The Kansas Chamber of Commerce for Medical Cannabis was created by a group of entrepreneurs, business leaders and advocates to promote the economic development of the state’s medical marijuana industry.
Oklahoma, Colorado, and Missouri have legalized marijuana for medical use.
The Kansas Cannabis Chamber of Commerce was established by proponents of legalizing marijuana sales to advance the political, business, and health argument in a state surrounded by dispensaries in Colorado, Oklahoma, and Missouri, as well as a revived effort to open markets in Nebraska.
During the 2021 session, the Kansas House passed a measure that would have established a highly controlled medical cannabis framework, but the Kansas Senate did not take it up. Gov. Laura Kelly said she would approve medicinal marijuana legislation if it came to her desk from the Legislature. According to a poll conducted last year, two-thirds of people in Kansas favor the legalization of marijuana sales.
The aim, according to Heather Steppe, president of the new chamber of commerce, was to model the corporate organization after the diverse organizations that established industrial alliances to lobby for government policy change. Kansas should not be left out in the cold, she said, while dozens of states go forward with the establishment of businesses to produce, manufacture, transport, and sell cannabis for medical purposes.
Steppe said, “We’re not reinventing the wheel.” “We’re simply trying to lube it up and get it functioning for Kansas,” says the team.
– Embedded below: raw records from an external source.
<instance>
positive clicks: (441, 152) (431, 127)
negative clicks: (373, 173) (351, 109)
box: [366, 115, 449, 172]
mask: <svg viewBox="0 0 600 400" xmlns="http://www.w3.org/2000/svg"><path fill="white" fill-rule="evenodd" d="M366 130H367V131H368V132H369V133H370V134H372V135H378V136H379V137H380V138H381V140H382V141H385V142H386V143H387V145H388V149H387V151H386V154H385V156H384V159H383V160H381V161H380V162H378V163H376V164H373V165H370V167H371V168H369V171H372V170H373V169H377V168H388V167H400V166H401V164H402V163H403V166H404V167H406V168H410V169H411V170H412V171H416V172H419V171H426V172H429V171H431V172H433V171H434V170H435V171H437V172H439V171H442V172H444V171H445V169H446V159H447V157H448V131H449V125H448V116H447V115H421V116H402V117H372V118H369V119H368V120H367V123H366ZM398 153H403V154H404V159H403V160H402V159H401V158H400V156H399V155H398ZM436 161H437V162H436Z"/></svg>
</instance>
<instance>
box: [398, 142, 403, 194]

On the Kansas Reflector podcast, Steppe, who co-owns the CBD company KC Hemp Co. in Overland Park, stated that legalization is becoming a bipartisan issue. Kansas is seeing a shift in political views about marijuana, she said, but it’s taking a long time given the state’s long history of prohibition.
The passage of law is only one stage in a long process that also includes the creation of a regulatory bureaucracy, including taxes and supervision, as well as the development of a business community capable of dealing with science, logistics, and administration of such a specialized industry.
“It has a lot of subtlety to it.” Banking, for example, is an issue. Marketing is an issue. “Choosing a name is a challenge,” Steppe said. “So, we really just want to be able to offer advice and counsel to people who want to go into this business and help build the foundation for when medicinal cannabis becomes a reality in Kansas,” she says.
Attraction that is bipartisan
Republicans and Democrats, as well as conservatives and liberals, are all part of Kansas’ medicinal marijuana movement. Without bipartisanship, passing a cannabis law through the legislature would be difficult.
Because the federal government believes marijuana to be harmful, Wamego Republican Rep. Ron Highland opposes medicinal cannabis legislation. (Kansas Reflector/Sherman Smith)
Although some lawmakers seem reluctant to budge, the crucial statistic remains 63, 21 and one. This entails a two-thirds majority in the House and Senate, as well as the governor’s signature.
During a political discussion on the subject, Rep. Ron Highland, R-Wamego, said that he was opposed to medicinal marijuana because the federal government has long considered marijuana to be a deadly narcotic on par with heroin or cocaine.
The government’s stance has been questioned in dozens of states, but Highland speaks for roughly a third of the House who opposes legalizing THC for medicinal purposes.
“Here we are, at the state level, claiming to be smarter than them. What conceit. “This is absurd,” Highland said.
Some lawmakers, according to Steppe, used images that compared marijuana usage to cooking an egg in a skillet. She said the chamber of commerce’s plan is to keep working on the time-consuming job of informing legislators about the reality of intentional use of THC-laced goods.
The idea of the house
Consumption of marijuana products would be permitted for patients under the supervision of a physician under the House-approved medicinal marijuana measure.
Patients suffering from cancer, epilepsy, glaucoma, multiple sclerosis, Parkinson’s disease, traumatic brain injury, Alzheimer’s disease, and other severe illnesses would have access to the medicine under Senate Bill 158. It would allow counties the power to opt out of any element of the medicinal marijuana legislation. Universities in the state would be allowed to conduct marijuana research.
Rep. Blake Carpenter, a Republican, aided in the passage of a bipartisan measure allowing the use of cannabis for medicinal reasons in the House. The measure was not taken up by the Senate. (Kansas Reflector/Kansas Legislature screen grab)
The legislation established a licensing system for producers and sellers. In Kansas, medical marijuana may be sold as oils, tinctures, patches, or edibles, but smoking or vaping would be prohibited. Employers in Kansas would be able to ban the use of medicinal marijuana in the workplace under the House bill.
Steppe believes Kansas legislators should explore broadening the circumstances under which a patient qualifies for medical marijuana. According to her, the Kansas model should maintain licensing costs fair and avoid imposing limits on the number of shops that may be licensed by the state.
Furthermore, she said that patients using THC for PTSD would benefit from the rapid effect of smoking the substance rather than ingesting anything that would have to be absorbed via the digestive system.
“Having instant access to those cannabinoids would be much preferable than having to, you know, ingest it through consumable, which might take up to two hours to act,” she added.